Irene resented the Club. Nowadays, she was living in that desperate half-life condition when to be parted from Ted even for a single evening meant misery. Wretchedness. Despair. But tonight was different. She had too much on her mind. News. And hot news at that. She wanted to tell Mrs. Privett all about it.

“ ... and she went absolutely as white as a sheet, when she heard that Mr. Rammell
and
Mr. Preece both wanted to see her.” She finished up breathlessly. “And then all the fuss about getting Miss Hanson to take over. But when Marcia came in actually
wearing
it. You could have knocked us all down with a feather. You never saw anything like it. Miss Hanson just stood there, staring. I thought she was going to faint, or something.”

Mrs. Privett did not reply immediately.

“Does your father know?” she asked.

“I don't know,” Irene answered. “I suppose so. Everybody else seemed to. You can just imagine.”

“Well, until you know for certain I shouldn't say anything,” Mrs. Privett told her. “It's not right. Not from someone in your position. There are some things best forgotten.”

“Oh, this one won't be, I can tell you,” Irene answered. “It's all over Bond Street. It is reely.”

“We'll see,” was all that Mrs. Privett said. “You leave this to me.”

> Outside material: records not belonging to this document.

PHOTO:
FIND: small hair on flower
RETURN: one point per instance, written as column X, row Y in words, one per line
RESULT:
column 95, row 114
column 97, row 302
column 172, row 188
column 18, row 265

It was, in point of fact, by way of a victory for Irene that Mr. Privett no longer hung about the Staff Entrance waiting for her. But it was really Ted's doing. He was always there himself for certain. A couple of escorts would have been too many. And on Tuesday when net-practice night came round and Ted had to go off in the opposite direction, Mr. Privett had somehow got out of the habit of it.

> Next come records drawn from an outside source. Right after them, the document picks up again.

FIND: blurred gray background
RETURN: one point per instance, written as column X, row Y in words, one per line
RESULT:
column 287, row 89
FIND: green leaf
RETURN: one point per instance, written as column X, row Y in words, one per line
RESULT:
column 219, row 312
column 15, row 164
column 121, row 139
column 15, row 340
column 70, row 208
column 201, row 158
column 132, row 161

They had to wait until nearly seven o'clock for Mr. Privett to arrive home. Irene had gone upstairs by then. And Mrs. Privett tackled him immediately. Not that she need have troubled. It was on the tip of his tongue, too. And it was worse than she had feared. Much worse. Apparently there had been goings-on for some time past.

“ ... and he's out with her every night,” Mr. Privett said despondently. “Dancing, you know, and all that sort of thing.”

“How d'you know?” Mrs. Privett demanded.

“Gus told me,” Mr. Privett replied, as though that were all the proof that could possibly be needed.

“Has Gus ever seen him?” Mrs. Privett persisted.

The question was a troublesome one. Mr. Privett didn't want to say “No.” Because that would be like letting down a friend. On the other hand, he couldn't possibly say “Yes.” Because, so far as he knew, Gus never went anywhere except back to Finsbury Park.